Pamiętam, kiedy pojawiłam się parę lat temu ze swoim problemowym psem w typie malamuta u jednego z szerokiej gamy szkoleniowca/behawiorysty. Kiedy wytłumaczyliśmy problemy jakie mieliśmy ze swoim „mamutkiem” usłyszeliśmy o teorii dominacji oraz że wszystko co „złe” w naszych relacjach człowiek-pies wynika z tego, że on próbuje być „alfą w naszym stadzie”. Dostaliśmy wytyczne jak powinniśmy postępować z naszym pupilkiem oraz przykazanie, że jeśli tylko będziemy przestrzegać tych zasad, wszelkie problemy znikną.

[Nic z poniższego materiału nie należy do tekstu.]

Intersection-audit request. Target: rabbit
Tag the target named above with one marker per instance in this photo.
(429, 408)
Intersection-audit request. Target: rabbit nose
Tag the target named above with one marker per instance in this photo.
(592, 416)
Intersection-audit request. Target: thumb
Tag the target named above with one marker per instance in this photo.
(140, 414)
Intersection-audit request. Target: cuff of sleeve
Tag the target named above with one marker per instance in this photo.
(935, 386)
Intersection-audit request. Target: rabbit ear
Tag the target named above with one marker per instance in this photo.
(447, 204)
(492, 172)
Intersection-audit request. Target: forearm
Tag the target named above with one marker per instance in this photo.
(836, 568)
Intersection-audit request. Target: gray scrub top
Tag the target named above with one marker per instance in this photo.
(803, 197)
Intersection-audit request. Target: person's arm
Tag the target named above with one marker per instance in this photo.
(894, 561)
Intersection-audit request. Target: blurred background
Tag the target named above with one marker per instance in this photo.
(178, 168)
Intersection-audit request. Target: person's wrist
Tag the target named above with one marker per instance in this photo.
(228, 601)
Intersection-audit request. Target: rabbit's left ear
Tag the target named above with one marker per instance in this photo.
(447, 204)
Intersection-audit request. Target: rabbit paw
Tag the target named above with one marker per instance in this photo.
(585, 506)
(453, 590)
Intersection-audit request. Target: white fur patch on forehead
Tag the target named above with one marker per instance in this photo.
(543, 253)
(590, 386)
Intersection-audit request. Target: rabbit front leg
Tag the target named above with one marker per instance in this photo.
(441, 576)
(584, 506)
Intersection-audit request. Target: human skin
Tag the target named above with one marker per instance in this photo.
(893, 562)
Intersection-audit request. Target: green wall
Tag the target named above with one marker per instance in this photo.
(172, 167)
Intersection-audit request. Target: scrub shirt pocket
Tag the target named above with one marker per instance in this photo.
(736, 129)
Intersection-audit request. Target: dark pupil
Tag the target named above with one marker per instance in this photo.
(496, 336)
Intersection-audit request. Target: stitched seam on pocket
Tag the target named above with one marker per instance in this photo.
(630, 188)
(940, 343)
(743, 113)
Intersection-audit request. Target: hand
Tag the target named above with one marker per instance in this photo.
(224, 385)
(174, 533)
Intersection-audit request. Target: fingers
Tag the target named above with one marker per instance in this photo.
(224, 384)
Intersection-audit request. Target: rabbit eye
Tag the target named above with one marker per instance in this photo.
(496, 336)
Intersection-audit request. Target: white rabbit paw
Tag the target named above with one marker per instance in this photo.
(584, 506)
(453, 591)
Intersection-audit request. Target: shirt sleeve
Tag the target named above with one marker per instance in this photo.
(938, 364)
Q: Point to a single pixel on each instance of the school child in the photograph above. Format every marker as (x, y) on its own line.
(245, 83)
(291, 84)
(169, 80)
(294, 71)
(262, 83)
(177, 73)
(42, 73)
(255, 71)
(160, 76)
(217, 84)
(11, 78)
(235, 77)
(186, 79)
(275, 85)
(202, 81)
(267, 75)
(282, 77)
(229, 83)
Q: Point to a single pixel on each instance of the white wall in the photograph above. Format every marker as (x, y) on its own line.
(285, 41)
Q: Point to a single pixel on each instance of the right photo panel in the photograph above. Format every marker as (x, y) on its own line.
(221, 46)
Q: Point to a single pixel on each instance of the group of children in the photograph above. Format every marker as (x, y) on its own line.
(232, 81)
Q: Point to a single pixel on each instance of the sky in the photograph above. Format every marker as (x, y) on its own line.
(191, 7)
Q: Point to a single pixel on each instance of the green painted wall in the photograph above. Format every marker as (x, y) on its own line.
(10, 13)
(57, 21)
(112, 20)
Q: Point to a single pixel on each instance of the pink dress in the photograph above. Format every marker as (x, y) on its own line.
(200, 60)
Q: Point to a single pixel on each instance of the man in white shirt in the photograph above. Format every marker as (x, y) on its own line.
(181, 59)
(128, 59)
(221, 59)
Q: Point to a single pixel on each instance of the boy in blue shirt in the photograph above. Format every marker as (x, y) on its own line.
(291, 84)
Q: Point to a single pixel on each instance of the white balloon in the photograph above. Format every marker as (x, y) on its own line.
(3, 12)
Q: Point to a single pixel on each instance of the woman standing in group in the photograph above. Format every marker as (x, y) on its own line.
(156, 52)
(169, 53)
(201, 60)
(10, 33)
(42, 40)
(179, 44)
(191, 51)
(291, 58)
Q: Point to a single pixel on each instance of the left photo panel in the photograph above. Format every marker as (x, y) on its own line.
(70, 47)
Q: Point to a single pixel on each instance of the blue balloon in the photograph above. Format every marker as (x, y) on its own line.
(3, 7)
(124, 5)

Zjedz coś, zanim nakarmisz psa; psu nie wolno wchodzić na meble; nie przechodź nad psem, nie przepuszczaj psa pierwszego w drzwiach, nie pozwalaj psu rozpoczynać i kończyć zabaw to tylko niektóre z zasad, które usłyszeliśmy i o których większość z Was zapewne słyszała lub czytała.
A teraz od początku.
Pies postrzegany jest jako potomek wilka, a skoro tak jest, jego tok myślenia jest taki sam jak u jego przodka. Pies myśli jak wilk i powinien być traktowany jak wilk w psiej skórze.
Teoria dominacji oparta jest na obserwacji wilków żyjących w niewoli, co za tym idzie, nie mamy doczynienia z obserwacją naturalnych zachowań tych zwierząt w środowisku zbliżonym do naturalnego. I tu już pojawia się problem, bo jeśli nawet pragniemy porównać naszego psa do wilka to powinniśmy oprzeć się na obserwacji zwierząt żyjących na wolności, zachowujących się w sposób naturalny, a nie dostosowujących się do warunków sztucznych w jakich przyszło im żyć.